Sorry Mario…

Recently, I’ve been following Rae Johnston, a writer and gamer who first caught my attention (and the world’s) when she tweeted about her experience with guy in a coffee shop who gave her lip for wearing a Bioshock: Infinite t-shirt. In case you missed it, here’s the full story, in her own words.

She’s a joy to read, and like many other women gamers, she is outspoken about the misogyny that runs so rampant in the gaming world. I’m not talking about the gender gap. Men have always outnumbered women in gaming, as players, as designers, as developers. (Take a look at the results of Game Developer Magazine’s annual survey to see just how lopsided the industry is.) No, I’m talking about girls and women being attacked by members of the gaming community for daring to play a “man’s game.”

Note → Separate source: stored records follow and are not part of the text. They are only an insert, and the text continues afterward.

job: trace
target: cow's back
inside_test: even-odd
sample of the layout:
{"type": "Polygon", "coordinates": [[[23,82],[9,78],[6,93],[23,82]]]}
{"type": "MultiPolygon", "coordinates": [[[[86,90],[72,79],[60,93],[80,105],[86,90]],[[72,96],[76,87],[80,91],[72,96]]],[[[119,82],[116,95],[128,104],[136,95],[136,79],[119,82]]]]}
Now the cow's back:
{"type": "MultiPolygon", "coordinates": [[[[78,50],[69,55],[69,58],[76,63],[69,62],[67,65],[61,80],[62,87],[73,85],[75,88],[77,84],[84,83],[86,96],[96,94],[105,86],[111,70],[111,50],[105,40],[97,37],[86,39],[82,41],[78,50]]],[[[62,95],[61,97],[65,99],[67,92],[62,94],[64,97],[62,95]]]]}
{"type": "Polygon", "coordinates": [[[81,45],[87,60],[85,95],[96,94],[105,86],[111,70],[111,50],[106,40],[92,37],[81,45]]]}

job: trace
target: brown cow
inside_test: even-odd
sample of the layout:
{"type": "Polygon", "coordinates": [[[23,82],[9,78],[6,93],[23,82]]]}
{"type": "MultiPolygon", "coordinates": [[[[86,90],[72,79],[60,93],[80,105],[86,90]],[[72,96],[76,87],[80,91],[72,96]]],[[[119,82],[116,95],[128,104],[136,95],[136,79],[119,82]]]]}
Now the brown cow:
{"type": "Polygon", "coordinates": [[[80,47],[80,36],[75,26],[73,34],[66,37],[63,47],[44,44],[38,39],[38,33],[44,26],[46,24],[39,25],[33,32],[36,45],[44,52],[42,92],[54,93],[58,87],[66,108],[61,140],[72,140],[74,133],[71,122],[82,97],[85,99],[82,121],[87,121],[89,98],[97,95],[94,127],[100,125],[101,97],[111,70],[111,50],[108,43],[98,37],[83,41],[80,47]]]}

I’m personally pretty insulated from these kinds of attacks. FPSs aren’t my thing, and for me XBox Live is a tool to play games with my brother who lives out of state, not a way to connect with total strangers. I’m insulated, but not ignorant to it. When I was playing Star Wars Galaxies I once surprised a guild mate who didn’t realize I was a real woman.

My kids aren’t allowed to play online, so they’re insulated, too. But the day is coming when my kids will say pleeeeease, and I will relent. I’d be fool to think that attitudes will change before that day comes.

It was my mother who shaped me as a gamer. I dont know if it was my mom or dad who decided we should have an NES, but it was my mom who’d sit on the edge of my brother’s bed playing games with us after homework. Because she didnt feel comfortable with violent games we often checked out the used games at Blockbuster, and picked up the most obscure games we could find. (7-up Spot, anyone?) She’d get Sonic going as fast as she could, and when he had to jump a chasm, she’d lean to her right, willing him across. She would have loved the Kinect. But beyond gaming, she taught us to be self-reliant, resourceful, and creative. As a result, I’m more Zelda than Peach.

Now that I’m a mom, I model my approach to gaming after my mother. Unique puzzle and strategy games over shooters, and gaming as a family event rather than a solitary activity while they are young. Autonomy as they get older. And hopefully, enough resilience to stand up to the bullies in the chat and insist on change.